This 'trigonal bipyramidal' crystalline structure that forms the basis of OSU's 'cool blue...

This 'trigonal bipyramidal' crystalline structure that forms the basis of OSU's 'cool blue' pigment

Researchers at Oregon State University (OSU) have discovered a new type of blue pigment that could help boost the energy efficiency of buildings. Discovered unexpectedly three years ago, the "cool blue" pigment has unusually high infrared heat reflectivity which it is hoped can be channeled into commercial products in the near future.

Using roofing materials that reflect heat well has long been recognized as an important aspect of passive solar design. While lighter pigments are generally better when it comes to reflecting heat in the infrared spectrum, the new "cool blue" punches above its weight despite its deeper tone.

“This pigment has infrared heat reflectivity of about 40 percent, which is significantly higher than most blue pigments now being used,” said Mas Subramanian, an OSU professor of chemistry who discovered the compound.

The chance discovery occurred during unrelated research into the electrical properties of manganese compounds. When heated to 2,000 degrees Fahrenheit the compounds changed to a "beautiful blue" - researchers later determined that this was due to what's described as the “trigonal bipyramidal” crystalline structure of some of these compounds.
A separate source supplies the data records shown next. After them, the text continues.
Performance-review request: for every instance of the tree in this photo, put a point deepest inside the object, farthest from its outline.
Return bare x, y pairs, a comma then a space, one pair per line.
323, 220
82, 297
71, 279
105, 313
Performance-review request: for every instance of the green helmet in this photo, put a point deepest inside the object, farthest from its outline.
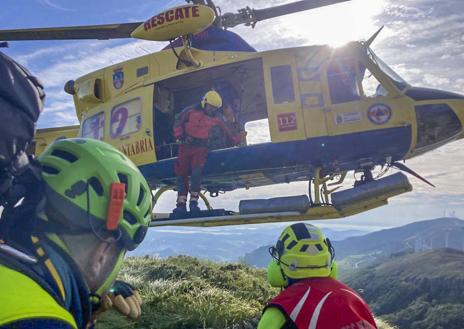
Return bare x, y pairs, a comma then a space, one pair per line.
79, 175
302, 251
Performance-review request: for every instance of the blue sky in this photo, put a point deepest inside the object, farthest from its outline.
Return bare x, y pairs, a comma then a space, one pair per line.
423, 40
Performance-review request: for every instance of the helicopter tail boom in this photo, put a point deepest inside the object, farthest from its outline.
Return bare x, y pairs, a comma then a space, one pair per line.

This became the starting point for the development of the pigment, which also has the advantage of being durable and environmentally-benign.

The compound, which has now received patent approval, is also being investigated for various commercial application according to OSU and research into its molecular structure and reflective properties is ongoing.
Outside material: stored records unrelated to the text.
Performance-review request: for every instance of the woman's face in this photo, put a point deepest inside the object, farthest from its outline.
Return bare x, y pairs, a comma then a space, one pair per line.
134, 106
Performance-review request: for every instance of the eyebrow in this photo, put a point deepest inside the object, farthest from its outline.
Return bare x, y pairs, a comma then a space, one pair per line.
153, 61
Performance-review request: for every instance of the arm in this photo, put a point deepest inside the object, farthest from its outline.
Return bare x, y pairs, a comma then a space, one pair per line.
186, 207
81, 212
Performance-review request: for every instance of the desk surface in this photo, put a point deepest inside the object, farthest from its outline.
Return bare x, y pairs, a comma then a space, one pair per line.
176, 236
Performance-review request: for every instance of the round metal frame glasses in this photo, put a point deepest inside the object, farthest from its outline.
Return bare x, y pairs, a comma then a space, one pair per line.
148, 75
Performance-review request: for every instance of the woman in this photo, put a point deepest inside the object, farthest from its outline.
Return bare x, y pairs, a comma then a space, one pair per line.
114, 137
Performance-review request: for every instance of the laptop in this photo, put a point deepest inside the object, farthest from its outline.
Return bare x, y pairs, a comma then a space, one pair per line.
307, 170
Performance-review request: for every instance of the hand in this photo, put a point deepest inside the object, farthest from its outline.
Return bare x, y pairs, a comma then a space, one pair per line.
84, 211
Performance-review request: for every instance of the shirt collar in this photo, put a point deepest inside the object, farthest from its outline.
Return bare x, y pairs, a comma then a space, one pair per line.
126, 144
“We’re seeking licensing partners for this invention right now,” said Mary Phillips, associate director of the Office for Commercialization and Corporate Development at OSU. “We believe it can contribute to new energy efficiency solutions around the world.”
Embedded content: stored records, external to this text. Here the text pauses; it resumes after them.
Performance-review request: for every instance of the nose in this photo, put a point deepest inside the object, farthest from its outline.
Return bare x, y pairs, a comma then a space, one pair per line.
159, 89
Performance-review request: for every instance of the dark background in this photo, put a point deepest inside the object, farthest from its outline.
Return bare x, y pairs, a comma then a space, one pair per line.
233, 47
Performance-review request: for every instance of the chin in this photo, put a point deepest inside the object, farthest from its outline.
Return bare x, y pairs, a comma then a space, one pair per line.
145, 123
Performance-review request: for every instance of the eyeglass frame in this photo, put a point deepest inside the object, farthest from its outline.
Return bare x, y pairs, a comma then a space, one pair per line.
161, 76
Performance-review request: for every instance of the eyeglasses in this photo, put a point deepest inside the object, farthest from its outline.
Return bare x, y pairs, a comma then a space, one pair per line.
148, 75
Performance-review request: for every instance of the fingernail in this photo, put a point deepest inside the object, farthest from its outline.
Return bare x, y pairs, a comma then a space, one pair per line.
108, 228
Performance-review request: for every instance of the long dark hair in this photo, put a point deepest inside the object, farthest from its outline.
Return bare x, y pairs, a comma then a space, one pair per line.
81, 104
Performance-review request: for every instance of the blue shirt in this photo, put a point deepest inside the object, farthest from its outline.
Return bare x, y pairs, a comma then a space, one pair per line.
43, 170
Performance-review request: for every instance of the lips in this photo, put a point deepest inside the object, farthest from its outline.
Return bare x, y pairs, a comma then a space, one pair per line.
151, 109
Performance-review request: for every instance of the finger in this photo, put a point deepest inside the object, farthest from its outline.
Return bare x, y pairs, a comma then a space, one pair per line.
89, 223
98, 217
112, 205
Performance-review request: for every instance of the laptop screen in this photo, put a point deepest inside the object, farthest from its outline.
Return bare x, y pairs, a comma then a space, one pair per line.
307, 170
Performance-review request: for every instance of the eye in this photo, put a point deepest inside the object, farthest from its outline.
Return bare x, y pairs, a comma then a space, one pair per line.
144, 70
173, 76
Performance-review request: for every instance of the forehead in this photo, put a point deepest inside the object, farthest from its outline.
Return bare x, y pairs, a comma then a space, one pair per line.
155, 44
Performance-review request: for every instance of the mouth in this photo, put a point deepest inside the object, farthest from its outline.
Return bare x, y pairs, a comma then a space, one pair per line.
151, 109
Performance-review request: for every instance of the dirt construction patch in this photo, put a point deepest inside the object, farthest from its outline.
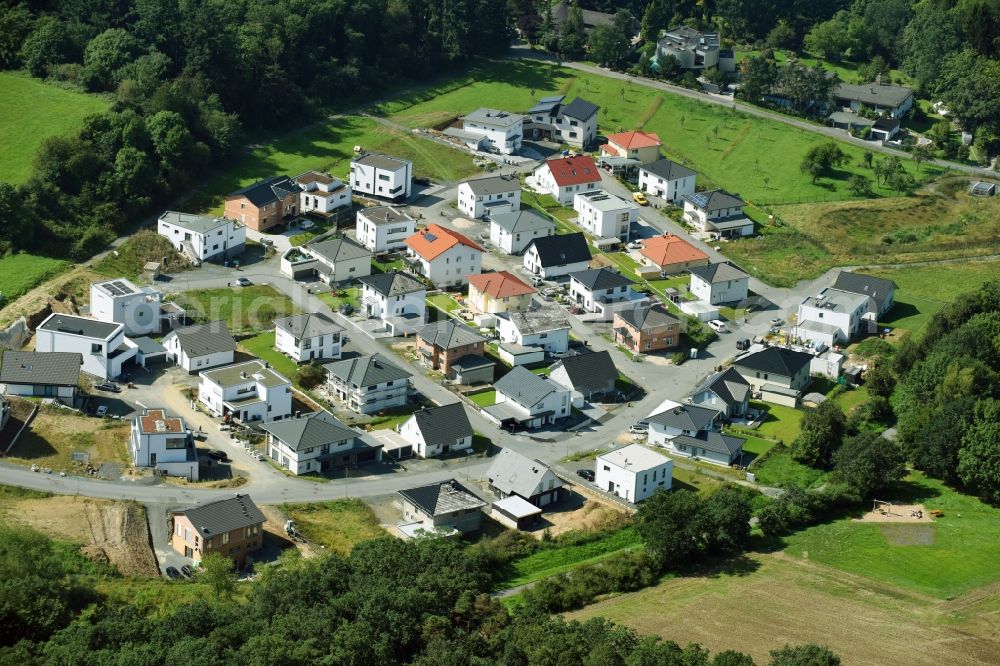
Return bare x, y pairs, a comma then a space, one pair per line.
112, 532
Source: Oregon State University

3 Comments

Before rushing to patent, check here:

http://goafrica.about.com/od/moroccotopattractions/ig/Chefchaouen--Morocco/Blue-Streets-of-Chefchaouen--M.htm

Hopefully this pigment is new and better, but is this traditional blue from Morocco doing the same job?

Dirk Scott
4th June, 2012 @ 03:39 am PDT

I remember taking a holiday in Greece years ago, and noticing that many of the Villas are not air conditioned, they are just painted white on the exterior, with marble floors inside, and are cool even when the sun is blazing.

Meanwhile in America, and probably Australia too, architecture originating from cooler climates dominates, and thus the insulated black-roofed buildings must be pumped full of cold air from air conditioning units during the summer just to be liveable.

PeetEngineer
4th June, 2012 @ 09:33 am PDT

8 years ago I built a garage/shop for a family friend. 40'x25' It was in socal at the edge of county line, so subject to their requirements and other local ones. Well it basically had to be fireproof. So cement siding and steel roof with fireproof doors and windows. Since requirements were so stringent and expensive he/we decided we might as well insulate the building as well. So inch thick foam insulation under steel roofing, the roofing shape provided channels from bottom to top which helps with cooling as well. heaviest insulation we could fit into the walls. Anyway it is the single strongest best insulated building I have ever built and does not require any cooling/heating. He spends most days in there when home rather then the house as temp is nicer. So I hope this type of thing catches on, we waste so much energy nowadays in Southern California due to poor building design and constrictions of building code. I built a basement in our house and it doen't need cooling either.